Renzi alterna bastone a carota. «Possono mandarci a casa, ma non possono fermarci, non sono qui per stare 20 anni al potere ma per cambiare l’Italia». E a un militante appassionato di caccia grossa che lo invita «a tagliare la testa agli elefanti della minoranza», replica: «Io non schiaccio la testa a nessuno, ma non mollo». Quindi un conciliante «il Pd litiga ma va avanti tutto insieme» verso riforme che si chiamano Italicum, Fisco, giustizia, Titolo V. Subito dopo però l’avvertimento: «Non saremo come Dorando Pietri, non ci fermeranno a 100 metri dal traguardo». C’è un passaggio anche per quel deserto di macerie che è l’attuale centrodestra. A chi lo accusa di bulimia da potere, Renzi replica con l’augurio che «si formi un grande partito di destra: saremo più contenti quando lo sconfiggeremo e farà bene alla democrazia, hanno tempo fino al 2018 per organizzarsi». Poi l’ennesimo annuncio del ritorno dell’Unità in edicola: «Stiamo vedendo con Cuperlo alcune idee bislacche da realizzare prima della Festa nazionale di Milano di fine agosto», assicura.

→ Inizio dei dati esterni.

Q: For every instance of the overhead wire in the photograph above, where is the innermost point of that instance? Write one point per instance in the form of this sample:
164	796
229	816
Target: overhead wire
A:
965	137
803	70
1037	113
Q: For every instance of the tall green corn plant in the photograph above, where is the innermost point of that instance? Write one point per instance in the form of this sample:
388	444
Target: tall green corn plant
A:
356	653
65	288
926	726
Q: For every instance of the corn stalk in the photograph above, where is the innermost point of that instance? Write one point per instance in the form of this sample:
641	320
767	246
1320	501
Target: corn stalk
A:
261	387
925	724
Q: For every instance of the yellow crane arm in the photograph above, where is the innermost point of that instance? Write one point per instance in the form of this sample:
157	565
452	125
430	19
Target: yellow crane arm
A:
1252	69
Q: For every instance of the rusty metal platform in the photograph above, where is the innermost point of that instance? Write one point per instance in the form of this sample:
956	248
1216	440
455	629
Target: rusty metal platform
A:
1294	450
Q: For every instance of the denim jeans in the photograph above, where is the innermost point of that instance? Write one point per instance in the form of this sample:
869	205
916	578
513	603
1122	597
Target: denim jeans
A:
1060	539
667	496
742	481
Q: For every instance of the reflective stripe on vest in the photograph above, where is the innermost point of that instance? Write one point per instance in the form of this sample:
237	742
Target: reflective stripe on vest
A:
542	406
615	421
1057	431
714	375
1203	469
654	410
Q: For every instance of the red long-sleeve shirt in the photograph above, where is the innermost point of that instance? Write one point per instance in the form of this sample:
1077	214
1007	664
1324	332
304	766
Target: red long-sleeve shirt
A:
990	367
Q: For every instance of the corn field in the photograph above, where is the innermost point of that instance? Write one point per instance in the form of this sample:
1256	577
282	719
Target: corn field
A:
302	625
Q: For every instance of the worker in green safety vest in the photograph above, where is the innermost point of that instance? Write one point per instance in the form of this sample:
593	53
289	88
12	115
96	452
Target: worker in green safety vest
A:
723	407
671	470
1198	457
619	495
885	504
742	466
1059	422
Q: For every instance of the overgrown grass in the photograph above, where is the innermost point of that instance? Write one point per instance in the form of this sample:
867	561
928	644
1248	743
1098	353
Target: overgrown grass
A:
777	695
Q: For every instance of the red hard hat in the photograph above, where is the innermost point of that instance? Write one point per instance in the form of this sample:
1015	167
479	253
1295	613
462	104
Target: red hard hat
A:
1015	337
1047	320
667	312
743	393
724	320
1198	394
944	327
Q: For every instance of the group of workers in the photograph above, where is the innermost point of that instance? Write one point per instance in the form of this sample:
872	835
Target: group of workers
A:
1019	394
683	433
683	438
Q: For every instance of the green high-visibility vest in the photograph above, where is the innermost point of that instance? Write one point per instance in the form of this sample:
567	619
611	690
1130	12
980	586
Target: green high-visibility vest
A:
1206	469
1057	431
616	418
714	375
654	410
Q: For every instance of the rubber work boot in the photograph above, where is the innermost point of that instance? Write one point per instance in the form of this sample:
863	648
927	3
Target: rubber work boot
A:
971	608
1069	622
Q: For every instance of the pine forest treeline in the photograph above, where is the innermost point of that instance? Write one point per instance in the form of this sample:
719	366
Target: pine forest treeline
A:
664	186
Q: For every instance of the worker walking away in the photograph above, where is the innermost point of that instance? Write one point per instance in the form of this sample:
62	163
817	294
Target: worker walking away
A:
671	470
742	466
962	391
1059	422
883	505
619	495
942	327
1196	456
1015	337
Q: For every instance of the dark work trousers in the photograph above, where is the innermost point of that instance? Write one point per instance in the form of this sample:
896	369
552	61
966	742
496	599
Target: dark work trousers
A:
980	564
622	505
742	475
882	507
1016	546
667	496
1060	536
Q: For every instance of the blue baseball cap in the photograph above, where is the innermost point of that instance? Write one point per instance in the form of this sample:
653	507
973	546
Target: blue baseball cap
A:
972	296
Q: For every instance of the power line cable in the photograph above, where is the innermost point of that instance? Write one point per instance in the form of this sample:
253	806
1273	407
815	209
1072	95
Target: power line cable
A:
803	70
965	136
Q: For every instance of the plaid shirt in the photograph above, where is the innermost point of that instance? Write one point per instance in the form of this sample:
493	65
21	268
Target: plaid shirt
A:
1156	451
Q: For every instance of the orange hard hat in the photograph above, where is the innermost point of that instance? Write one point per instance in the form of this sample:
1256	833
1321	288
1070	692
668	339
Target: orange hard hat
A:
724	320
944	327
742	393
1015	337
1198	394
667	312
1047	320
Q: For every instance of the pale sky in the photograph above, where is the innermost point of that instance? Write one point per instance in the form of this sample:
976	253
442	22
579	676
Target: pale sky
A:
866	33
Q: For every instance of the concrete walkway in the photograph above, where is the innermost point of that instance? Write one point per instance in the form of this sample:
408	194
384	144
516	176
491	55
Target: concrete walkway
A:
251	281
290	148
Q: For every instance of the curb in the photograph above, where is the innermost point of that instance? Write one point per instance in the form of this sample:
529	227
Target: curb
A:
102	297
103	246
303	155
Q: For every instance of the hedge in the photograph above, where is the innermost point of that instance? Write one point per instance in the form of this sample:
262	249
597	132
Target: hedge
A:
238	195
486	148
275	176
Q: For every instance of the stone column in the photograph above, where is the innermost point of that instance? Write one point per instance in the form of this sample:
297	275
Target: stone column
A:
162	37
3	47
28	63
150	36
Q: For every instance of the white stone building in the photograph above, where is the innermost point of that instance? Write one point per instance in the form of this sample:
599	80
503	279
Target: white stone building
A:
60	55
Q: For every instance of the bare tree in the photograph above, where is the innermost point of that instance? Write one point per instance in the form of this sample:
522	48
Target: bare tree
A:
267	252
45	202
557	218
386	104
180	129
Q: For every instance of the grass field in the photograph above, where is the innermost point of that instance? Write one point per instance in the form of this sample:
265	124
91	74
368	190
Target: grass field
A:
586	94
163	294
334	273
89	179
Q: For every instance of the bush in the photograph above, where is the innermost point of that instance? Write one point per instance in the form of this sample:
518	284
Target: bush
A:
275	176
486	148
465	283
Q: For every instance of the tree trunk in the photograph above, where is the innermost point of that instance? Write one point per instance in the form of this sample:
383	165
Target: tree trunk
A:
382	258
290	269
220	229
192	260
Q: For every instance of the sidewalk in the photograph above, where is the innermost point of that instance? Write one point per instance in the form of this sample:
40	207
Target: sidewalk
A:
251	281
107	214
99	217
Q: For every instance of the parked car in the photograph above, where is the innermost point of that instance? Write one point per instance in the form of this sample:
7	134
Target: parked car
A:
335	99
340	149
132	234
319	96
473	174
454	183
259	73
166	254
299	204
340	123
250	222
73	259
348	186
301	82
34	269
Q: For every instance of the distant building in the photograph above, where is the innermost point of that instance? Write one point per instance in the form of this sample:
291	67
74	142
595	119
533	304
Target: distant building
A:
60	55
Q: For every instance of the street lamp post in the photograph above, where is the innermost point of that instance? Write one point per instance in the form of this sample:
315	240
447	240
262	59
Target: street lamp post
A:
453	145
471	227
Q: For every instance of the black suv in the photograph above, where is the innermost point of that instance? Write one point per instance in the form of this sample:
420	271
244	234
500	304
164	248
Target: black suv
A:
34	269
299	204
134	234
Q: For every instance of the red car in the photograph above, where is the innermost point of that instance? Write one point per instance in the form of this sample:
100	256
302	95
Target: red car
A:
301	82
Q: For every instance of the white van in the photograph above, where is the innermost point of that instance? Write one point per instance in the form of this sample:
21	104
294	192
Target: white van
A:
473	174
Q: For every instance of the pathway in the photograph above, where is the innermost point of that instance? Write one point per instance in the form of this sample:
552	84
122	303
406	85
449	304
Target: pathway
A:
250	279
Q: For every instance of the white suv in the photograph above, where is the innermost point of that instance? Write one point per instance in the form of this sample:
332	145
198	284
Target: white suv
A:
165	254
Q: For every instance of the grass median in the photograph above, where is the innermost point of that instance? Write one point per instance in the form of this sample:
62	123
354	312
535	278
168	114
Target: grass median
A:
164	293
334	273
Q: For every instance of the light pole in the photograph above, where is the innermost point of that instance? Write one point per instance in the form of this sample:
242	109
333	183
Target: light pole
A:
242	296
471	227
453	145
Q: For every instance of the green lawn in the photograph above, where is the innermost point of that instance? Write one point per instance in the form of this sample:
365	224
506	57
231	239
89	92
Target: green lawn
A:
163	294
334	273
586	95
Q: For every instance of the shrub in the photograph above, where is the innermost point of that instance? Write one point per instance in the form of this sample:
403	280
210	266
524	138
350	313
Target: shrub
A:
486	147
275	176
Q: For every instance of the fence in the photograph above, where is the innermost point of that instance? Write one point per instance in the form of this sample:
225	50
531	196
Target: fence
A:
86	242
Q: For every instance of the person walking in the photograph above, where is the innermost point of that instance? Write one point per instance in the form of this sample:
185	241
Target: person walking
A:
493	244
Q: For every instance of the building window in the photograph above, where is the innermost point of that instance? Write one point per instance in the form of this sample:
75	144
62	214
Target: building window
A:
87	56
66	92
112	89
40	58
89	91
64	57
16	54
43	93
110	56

Domenica tutta di corsa. Iniziata a Mestre a sostegno di Alessandra Moretti, candidata per la guida del Veneto contro il leghista Luca Zaia e il ribelle Flavio Tosi, e di Felice Casson, che corre per la fascia tricolore a Venezia. Poi una parentesi di alta musica alla casa-museo di Luciano Pavarotti, nel Modenese, «luogo magico e simbolo di italianità». In mezzo, alla rassegna «Aquae» a Venezia, ricucitura con Romano Prodi dopo i veleni per la mancata citazione del ruolo svolto nel 2007 dal governo del Professore nel sostenere la candidatura di Milano. Stretta di mano e taglio del nastro in coppia. «Nessuno nega a Prodi e al suo esecutivo la straordinaria importanza che ha avuto» riconosce Renzi, incassando uno di quei sorrisi prodiani che possono significare tutto e il loro contrario.